In order to generate estimates of phenotypic aging state to compare with the transcriptomic age estimates by the model, we used portrait images of 154 randomly sampled subjects from the test set. The images were captured in a standardized setup, taking evenly lit (through the use of a flash diffuser), non-polarized and color-controlled frontal portrait images of the test subjects with their eyes closed, any hair (except facial hair) covered to reduce the impact of features unrelated to the skin, and any make-up removed beforehand. The images were then presented to a blinded panel of 31 experts that were asked to estimate the ages of the subjects based on these photographs. The individual age estimates were then averaged over the panel, which resulted in the final visual age estimates, which showed generally very good concordance with chronological ages with a median absolute error of 4.38 years. Linear models were then employed in R87 to test for an association between transcriptomic and visual age estimates, whilst adjusting for chronological age and gender (Supplementary Table 1).

In silico gene knockdown and overexpression experiments

The perturbation of single genes was performed by up- or downregulating gene expression by a common log2 fold-change (which was −2 for all knockdown experiments, unless otherwise specified) in all samples of the test set (n = 267) and comparing the model’s predictions with the unperturbed baseline predictions per sample. For the assessment of age impact, the changes in the main output neuron generating the overall age estimate were analyzed. For assessing the impact on the aging state of the biological pathways, the activity of the auxiliary output neurons was monitored instead, and the generated outputs of these neurons were similarly analyzed by comparing the ‘pathway age’ estimates with the unperturbed baseline estimates per sample.

The map of the aging pathway landscape shown in Fig. 3e was generated by embedding the perturbation effects from all gene knockdowns on each of the auxiliary pathway neurons using t-distributed stochastic neighbor embedding (tSNE) into two new dimensions91, using the implementation of the algorithm in the routine R package92.

Mapping Rattus norvegicus genes to human homologs

Rattus norvegicus genes from the caloric restriction signatures (genome build Rnor_6.0) were mapped to their human homologs (genome build GRCh38) using the biomaRt R package93.

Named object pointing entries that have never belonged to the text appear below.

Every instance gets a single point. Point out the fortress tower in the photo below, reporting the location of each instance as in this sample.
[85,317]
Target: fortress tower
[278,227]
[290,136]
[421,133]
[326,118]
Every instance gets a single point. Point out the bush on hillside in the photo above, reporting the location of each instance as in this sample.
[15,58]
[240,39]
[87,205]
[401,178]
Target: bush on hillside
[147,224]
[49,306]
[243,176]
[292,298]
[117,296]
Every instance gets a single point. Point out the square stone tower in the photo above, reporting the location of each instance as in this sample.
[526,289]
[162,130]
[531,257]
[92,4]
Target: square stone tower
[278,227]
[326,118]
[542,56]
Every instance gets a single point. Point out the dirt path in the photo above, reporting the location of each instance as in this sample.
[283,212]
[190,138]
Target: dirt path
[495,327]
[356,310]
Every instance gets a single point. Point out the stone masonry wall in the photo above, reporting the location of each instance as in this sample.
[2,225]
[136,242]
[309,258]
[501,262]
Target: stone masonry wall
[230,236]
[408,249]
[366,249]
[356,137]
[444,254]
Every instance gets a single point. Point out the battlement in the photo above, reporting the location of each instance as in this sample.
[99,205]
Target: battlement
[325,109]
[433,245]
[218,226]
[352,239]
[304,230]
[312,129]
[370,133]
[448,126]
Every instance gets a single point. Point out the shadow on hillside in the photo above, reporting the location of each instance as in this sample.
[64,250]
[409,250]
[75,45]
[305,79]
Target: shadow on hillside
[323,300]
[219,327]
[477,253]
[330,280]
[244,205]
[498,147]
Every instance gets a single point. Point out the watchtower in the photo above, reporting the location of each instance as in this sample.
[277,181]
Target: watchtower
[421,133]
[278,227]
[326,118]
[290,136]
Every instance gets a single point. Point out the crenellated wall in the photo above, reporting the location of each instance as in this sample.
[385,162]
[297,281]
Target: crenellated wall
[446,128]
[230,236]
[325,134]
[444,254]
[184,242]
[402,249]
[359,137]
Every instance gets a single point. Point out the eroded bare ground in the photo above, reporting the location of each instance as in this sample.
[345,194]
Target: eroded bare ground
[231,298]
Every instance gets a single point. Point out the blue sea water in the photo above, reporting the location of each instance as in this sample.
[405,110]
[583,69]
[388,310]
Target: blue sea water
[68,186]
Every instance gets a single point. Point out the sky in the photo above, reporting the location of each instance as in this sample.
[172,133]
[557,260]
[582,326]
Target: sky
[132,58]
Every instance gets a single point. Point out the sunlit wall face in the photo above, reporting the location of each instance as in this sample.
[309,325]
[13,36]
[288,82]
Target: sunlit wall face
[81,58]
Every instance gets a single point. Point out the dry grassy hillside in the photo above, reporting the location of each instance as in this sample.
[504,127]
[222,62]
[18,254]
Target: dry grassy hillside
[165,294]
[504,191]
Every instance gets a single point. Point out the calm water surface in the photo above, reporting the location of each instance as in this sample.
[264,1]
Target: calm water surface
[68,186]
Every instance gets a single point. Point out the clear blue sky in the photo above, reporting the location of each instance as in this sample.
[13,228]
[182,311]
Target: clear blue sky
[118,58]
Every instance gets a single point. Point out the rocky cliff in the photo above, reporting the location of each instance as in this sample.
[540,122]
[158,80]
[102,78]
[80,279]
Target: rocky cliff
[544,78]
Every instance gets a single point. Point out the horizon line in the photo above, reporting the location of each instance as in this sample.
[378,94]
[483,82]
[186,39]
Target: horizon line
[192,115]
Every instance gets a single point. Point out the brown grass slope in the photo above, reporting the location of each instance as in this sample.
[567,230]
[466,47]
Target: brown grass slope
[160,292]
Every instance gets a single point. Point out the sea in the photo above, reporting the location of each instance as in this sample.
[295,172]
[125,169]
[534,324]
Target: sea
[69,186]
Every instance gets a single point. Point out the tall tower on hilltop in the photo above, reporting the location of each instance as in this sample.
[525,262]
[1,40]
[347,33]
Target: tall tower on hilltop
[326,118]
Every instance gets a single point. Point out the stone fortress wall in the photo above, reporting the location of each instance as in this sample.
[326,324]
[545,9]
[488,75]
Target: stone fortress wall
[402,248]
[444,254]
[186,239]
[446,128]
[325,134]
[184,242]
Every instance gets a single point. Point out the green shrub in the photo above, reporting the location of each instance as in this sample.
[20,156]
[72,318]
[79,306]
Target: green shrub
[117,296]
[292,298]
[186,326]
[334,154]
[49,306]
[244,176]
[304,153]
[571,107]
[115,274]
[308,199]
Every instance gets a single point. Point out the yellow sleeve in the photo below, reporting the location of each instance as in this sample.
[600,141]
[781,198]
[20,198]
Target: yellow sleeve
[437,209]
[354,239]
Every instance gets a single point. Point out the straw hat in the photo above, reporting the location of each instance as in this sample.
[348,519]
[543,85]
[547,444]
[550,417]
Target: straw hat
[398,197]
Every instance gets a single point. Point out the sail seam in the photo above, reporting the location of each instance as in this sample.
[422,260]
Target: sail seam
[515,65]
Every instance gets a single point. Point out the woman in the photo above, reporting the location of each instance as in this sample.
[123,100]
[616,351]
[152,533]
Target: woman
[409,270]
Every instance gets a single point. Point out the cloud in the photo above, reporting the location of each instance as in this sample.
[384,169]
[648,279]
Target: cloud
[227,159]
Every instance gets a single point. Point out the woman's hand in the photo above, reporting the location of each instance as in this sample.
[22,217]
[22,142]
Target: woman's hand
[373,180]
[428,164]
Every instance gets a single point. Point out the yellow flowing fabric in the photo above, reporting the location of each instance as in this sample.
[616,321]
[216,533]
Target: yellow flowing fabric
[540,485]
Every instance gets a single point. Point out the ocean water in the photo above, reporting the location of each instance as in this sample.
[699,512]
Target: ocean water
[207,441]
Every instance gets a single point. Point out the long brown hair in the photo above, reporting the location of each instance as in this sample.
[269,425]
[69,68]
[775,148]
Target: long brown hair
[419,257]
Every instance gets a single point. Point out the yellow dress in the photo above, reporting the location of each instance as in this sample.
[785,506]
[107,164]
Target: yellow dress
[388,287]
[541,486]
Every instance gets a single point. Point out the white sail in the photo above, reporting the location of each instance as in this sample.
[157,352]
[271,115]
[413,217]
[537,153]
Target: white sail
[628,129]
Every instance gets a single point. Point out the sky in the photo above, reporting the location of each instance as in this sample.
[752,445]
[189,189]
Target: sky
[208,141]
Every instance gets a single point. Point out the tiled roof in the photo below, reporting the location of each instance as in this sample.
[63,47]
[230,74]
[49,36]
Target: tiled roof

Perturbation experiments using complex gene expression signatures

Assessing the impact of more complex transcriptional signatures was performed by up- or downregulating each significantly differentially regulated gene (cutoff was an FDR < 0.05) in the signature by the exact effect size (determined by its log2 fold-change) recorded by the differential gene expression analysis. The analysis was again performed using all samples of the test set (n = 267) and comparing the predictions of the perturbed data with the unperturbed baseline predictions per sample, as with the single gene knockdowns. Significance of impact was determined using one-sample Wilcoxon rank-sum tests, testing for the difference in medians from an effect size of 0. When more than one comparison was performed, p-values were adjusted for multiple testing using the Holm–Bonferroni method94. Table 3 shows a summary of the signatures used for the perturbation experiments.

Table 3 Signatures used for perturbation experiments.

General data analysis and visualization

Data analysis in R87 further included the usage of the packages data.table95 and dplyr96 for data handling, as well as the packages ggplot297 and ggpubr98 for data visualization.

Reporting summary

Further information on research design is available in the Nature Research Reporting Summary linked to this article.